Sometimes we even eschew choice altogether and simply follow the herd.
According to Rob Boyd from the University of California, Los Angeles:
''We have evolved to learn from others, because this is often a wise
option. In most situations it is way beyond an individuals capacity to
know the best thing to do. But we are good at recognising who to copy.''
Still, knowing how we actually make decisions is obviously essential,
if we want to improve even just a little bit. And with so much still to learn, it follows that perfect decision-making
is probably not going to come about any time soon.
According to Kate Douglas: Decision making is indeed difficult.
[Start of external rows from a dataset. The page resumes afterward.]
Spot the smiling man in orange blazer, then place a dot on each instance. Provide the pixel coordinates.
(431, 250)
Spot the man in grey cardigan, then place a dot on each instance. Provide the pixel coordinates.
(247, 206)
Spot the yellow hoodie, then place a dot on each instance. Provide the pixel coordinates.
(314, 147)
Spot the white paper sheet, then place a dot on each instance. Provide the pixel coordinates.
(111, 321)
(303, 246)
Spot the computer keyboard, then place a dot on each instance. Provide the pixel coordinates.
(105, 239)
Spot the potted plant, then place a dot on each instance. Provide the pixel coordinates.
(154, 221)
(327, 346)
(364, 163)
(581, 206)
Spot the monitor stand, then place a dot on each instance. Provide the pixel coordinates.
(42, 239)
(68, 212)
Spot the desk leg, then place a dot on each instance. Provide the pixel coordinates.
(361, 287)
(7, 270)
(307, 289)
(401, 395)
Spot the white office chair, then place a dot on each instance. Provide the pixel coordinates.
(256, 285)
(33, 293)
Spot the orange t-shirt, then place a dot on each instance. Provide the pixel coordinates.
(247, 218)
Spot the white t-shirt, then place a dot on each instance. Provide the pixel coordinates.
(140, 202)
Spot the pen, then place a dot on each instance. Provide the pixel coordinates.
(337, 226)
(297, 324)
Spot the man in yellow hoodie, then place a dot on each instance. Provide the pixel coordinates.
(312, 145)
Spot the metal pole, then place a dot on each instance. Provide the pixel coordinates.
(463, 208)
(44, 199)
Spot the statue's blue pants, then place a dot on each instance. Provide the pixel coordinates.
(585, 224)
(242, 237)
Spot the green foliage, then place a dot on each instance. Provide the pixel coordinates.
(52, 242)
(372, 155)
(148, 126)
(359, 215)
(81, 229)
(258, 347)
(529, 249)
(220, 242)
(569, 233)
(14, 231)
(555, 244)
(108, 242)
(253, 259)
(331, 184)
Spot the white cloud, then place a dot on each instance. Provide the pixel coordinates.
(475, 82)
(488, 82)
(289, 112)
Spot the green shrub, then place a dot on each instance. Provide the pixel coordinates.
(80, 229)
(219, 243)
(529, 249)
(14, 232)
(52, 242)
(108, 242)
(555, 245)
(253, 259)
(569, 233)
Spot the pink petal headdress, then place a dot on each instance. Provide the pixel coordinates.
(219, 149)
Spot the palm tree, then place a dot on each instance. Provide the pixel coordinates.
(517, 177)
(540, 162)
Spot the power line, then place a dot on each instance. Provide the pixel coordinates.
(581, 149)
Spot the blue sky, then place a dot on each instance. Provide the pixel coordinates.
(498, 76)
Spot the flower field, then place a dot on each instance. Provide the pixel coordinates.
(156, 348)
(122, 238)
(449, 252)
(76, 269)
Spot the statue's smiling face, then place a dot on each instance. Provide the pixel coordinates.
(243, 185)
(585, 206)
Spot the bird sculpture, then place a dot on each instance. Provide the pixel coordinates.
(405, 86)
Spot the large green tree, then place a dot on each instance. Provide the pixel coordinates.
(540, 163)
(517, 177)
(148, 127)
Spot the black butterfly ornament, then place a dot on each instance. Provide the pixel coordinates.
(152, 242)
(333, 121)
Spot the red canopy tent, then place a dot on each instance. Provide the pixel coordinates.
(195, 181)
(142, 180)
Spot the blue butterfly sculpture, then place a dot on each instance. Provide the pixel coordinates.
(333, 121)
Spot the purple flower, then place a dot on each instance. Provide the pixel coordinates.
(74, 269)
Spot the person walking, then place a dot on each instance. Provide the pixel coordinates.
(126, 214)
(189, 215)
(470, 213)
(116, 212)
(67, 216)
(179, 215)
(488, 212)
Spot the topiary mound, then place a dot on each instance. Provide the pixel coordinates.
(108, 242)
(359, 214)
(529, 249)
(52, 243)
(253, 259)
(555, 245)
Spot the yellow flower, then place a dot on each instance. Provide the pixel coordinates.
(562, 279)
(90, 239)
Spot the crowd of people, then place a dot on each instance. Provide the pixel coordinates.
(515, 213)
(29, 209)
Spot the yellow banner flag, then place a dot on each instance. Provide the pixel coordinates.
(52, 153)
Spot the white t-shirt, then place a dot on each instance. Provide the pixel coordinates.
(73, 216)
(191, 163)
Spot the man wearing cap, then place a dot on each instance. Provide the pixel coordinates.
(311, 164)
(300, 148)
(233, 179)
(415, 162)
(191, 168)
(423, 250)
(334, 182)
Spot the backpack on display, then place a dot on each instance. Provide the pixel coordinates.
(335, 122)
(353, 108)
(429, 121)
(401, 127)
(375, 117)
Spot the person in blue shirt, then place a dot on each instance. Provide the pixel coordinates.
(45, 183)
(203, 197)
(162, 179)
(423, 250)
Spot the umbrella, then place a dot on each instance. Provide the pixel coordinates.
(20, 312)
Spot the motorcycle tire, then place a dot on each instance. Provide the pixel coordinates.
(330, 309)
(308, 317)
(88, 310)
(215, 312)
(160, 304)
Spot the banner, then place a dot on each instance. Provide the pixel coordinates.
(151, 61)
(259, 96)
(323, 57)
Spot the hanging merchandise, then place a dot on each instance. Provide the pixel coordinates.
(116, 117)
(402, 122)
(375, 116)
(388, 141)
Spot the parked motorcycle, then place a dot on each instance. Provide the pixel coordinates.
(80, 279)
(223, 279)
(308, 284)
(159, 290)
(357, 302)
But, ''
Of all the choices the you face everyday, the decision to try to make
better decisions is surely the biggest no-brainer.''
New Scientist cover story, September 3rd. 2011.
September 3rd, 2011 by Mark Buchanan.
A very interesting cover story in this weeks NewScientist.
According to Mark Buchanan: The fuzziness and weird logic of the way particles behave, -
applies surprisingly well to how humans think..
In psychologists Amos Tversky and Eldar Shafirs, of Princeton University,
gambling experiment - players are told they have an even chance of winning
$200 or losing $100. And were then asked to play the game a second time.
When told they had won the first gamble, 69 percent chose to play again.
If told they had lost, only 59 percent wanted to play again.
No big surprises with this. But when people were not told the outcome
of the first outcome - only 36 percent wanted to play again!
This violates classical logic and something that logicians
call ''the sure thing principle''. If you prefer tea over coffee
before noon, and tea over coffee after noon. Then you should prefer tea over coffee,
if you don't know the time. Apparently, not so with people!
Quantum probabilities on the other hand might have the potential
to provide a framework for modelling human decision making.
In the quantum world, events A and B are described by quantum
amplitudes - to work out what is happening amplitudes are squared and
an ''interference term'' is added.
And apparently such quantum logic fit human behaviour much better in some situations!
According to Peter Bruza at Queensland University in Brisbane, Australia:
''The reason has to do with our finite brain being overwhelmed
by the complexity of the environment, yet having to take action
long before it can calculate its way to the certainty demanded by
classical logic. Quantum logic may provide solutions
that work well enough, even if they are not
In Buchanans words:
This doesn't mean that the human brain have anything to do with
quantum physics, only that the mathematical
language of quantum theory happens to match the description of human decision-making.